Besser als nichts. Gibts wenigstens noch ein paar
musikalische Vorträge?“
„Ja! Gibt es! Die Ultras haben sich angeboten.
Die rekrutieren doch gerade jede Menge Nachwuchs.
Die stehen mit ihren Informationstischen neuerdings
vor den Kindergärten der Stadt. Die Muttis sind
hellauf begeistert und melden in Scharen ihre Fünfjährigen
an.“
„Heißen die dann ‚Förmchenbande’?“
wollte Loddar wissen.
„Ne, ‚Fähnlein Fieselschweif’
hatte schon mal jemand vorgeschlagen.“, grinste
Nicki. „Jedenfalls haben die ersten 30 Neu-Ultras
ihre Ausbildung im Fach Fangesang abgeschlossen und
die Verantwortlichen wollen ihnen nun etwas Praxis
verschaffen.
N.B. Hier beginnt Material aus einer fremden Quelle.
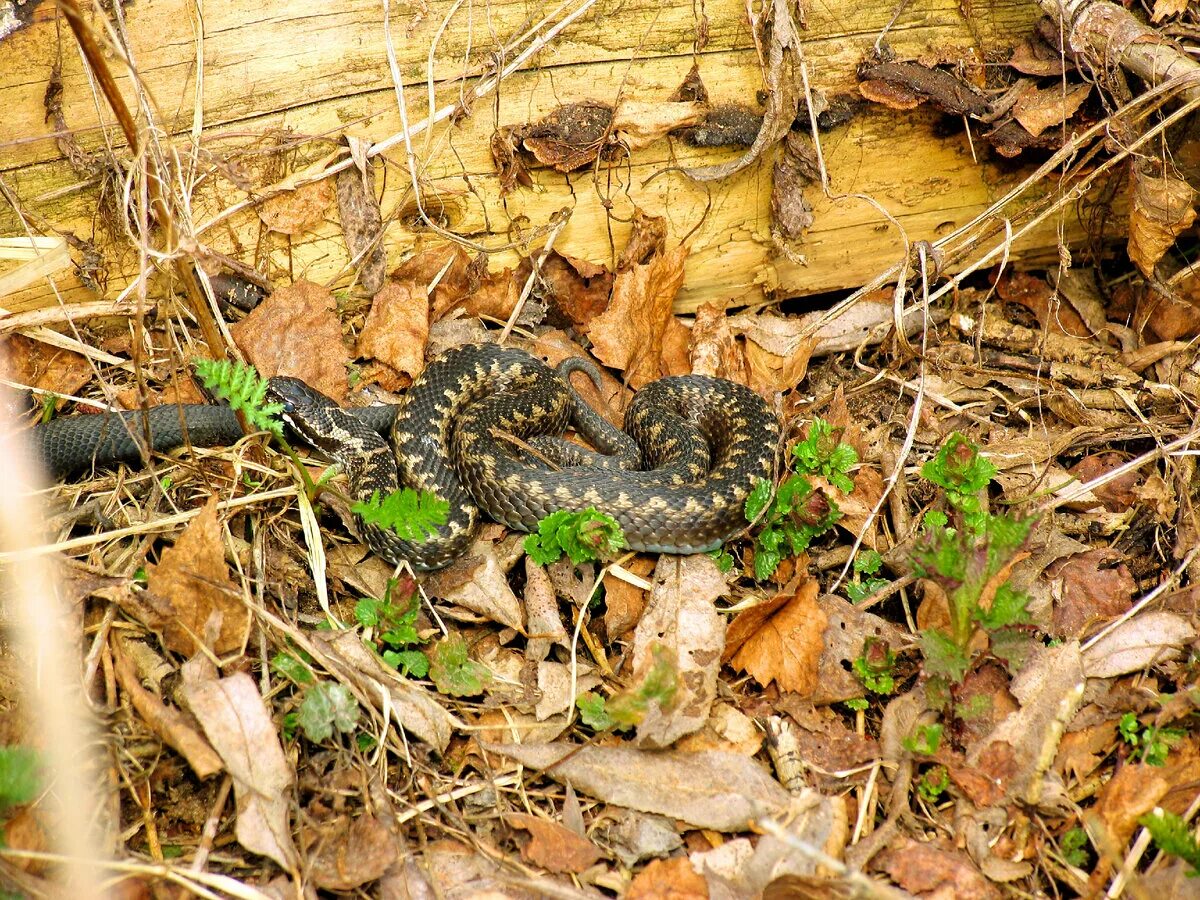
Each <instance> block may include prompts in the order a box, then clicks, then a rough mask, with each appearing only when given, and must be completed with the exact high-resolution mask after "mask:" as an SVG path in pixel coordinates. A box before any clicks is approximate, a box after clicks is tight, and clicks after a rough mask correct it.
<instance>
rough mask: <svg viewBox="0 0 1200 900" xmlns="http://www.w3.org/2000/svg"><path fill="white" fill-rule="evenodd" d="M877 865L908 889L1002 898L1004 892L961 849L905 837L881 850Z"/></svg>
mask: <svg viewBox="0 0 1200 900" xmlns="http://www.w3.org/2000/svg"><path fill="white" fill-rule="evenodd" d="M874 864H875V865H876V866H878V868H880V869H882V870H883V871H886V872H887V874H888V875H890V876H892V877H893V878H894V880H895V881H896V883H898V884H899V886H900V887H902V888H904V889H905V890H908V892H912V893H917V894H922V895H925V896H932V898H954V900H992V898H996V899H997V900H998V898H1000V896H1002V894H1001V893H1000V890H998V889H997V888H996V887H994V886H992V884H991V883H989V881H988V880H986V878H985V877H984V876H983V874H982V872H980V871H979V870H978V869H976V868H974V866H973V865H971V860H968V859H967V857H966V854H965V853H962V852H960V851H952V850H942V848H941V847H937V846H935V845H934V844H918V842H917V841H914V840H910V839H904V840H901V841H900V842H899V844H898V845H895V846H893V847H892V848H889V850H886V851H884V852H883V853H881V854H880V856H878V857H877V858H876V860H875V863H874Z"/></svg>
Sie meinen, ein wenig zigarettenqualmgeschwängerte
Gaststättenluft kann denen zur Stimmbildung nur
nützlich sein. Die Quietschestimmchen sind noch
etwas zu hoch.“
„Ist das denn erlaubt? Wir müssen aufpassen,
dass wir keinen Ärger kriegen, wenn wir Kinder
nach einer bestimmten Uhrzeit arbeiten lassen.“
Ralf hatte Bedenken.
„Dann lassen wir sie eben als ersten Programmpunkt
auftreten, dann passt das schon. So! Ich glaube, jetzt
haben wir alles erledigt. Jetzt müssen wir die
Veranstaltung nur noch über die Bühne bringen.“
Nikolaus war erleichtert.
„Zur Feier des Tages spendier ich eine Runde.“
Der Wirt trat mit einem Tablett an den Stammtisch
heran.
„Bringst du mir auch ’ne Runde?“, fragte
Willi. „Jetzt kuckt ihr schon wieder so blöd!“
sagte er, als er die Blicke seiner Kumpel bemerkte.
„Ralf, halte uns doch zum Ende des heutigen Abends
noch eine kleine Rede! Bitte!“, bat Nicki Hirte.
„Na gut! Freunde! Wir haben ein bewegtes Jahr
hinter uns. Ein nicht nur erfolgreiches Jahr. Wir
haben manches einstecken müssen. Aber ein erlebnisreiches
Jahr, an dessen Ende wir mir Recht hoffnungsvoll in
die Zukunft blicken dürfen. Ich danke euch ganz,
ganz herzlich für euer Engagement. Und vor allem
für eure Freundschaft. Allen, die wir in dieser
Stammtischrunde, besonders in der heutigen Episode,
heftig durch den Kakao gezogen haben, möchte
ich sagen: ‚Ihr wir schätzen euch alle sehr
und mögen euch von Herzen. Ihr seid es doch,
die unseren Verein RWE und sein Umfeld und seine Fanszene
zu einer großen Familie machen. Ihr seid es
doch, die die Hafenstraße zum Mythos machen.